EMG-assisted forward dynamics simulation of subject-specific mandible musculoskeletal system

Assessment of mandibular dynamics is essential for examining stomatognathic functions, and many kinds of stomatognathic diseases, such as temporomandibular joint (TMJ) disorder and jaw tumors, require individual diagnosis and rehabilitation treatments. Musculoskeletal models of the mandible system provide an efficient tool for fulfilling these tasks, but most existing models are generic, without direct correlation to subject-specific data. For this reason, the objective of this study was to establish a subject-specific mandible modeling framework based on clinical measurements, including medical imaging, jaw kinematics, and electromyographic (EMG) acquisition. First, a non-rigid iterative closest point method was performed to register muscle insertion sites. A flexible multibody approach was introduced to describe the large deformation behavior of jaw muscles.

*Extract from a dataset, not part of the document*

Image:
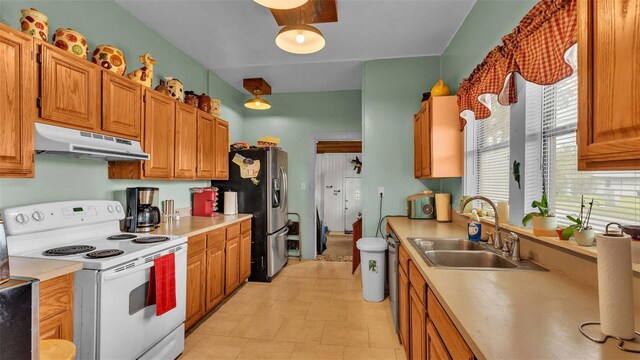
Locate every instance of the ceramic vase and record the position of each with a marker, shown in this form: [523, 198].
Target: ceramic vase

The EMG signals of the temporalis and masseter muscles were then utilized to determine their active forces. Meanwhile, a feedback loop for tracking desired mandibular kinematics was presented to calculate the activations of jaw opening and pterygoid muscles. The subject-specific muscle forces and TMJ joint loading during jaw opening–closing movements were then calculated based on forward–inverse coupling dynamics procedure. As a validation of the proposed framework, the mandible trajectories of seven healthy subjects were predicted and compared with experimental data. The results demonstrated unintentional movement of the head–neck complex together with the activation patterns of jaw opening and lateral pterygoid muscles for different people. The proposed framework combines musculoskeletal modeling with dental biomechanical testing, providing an efficient method of predicting and understanding the dynamics of subject-specific mandible systems.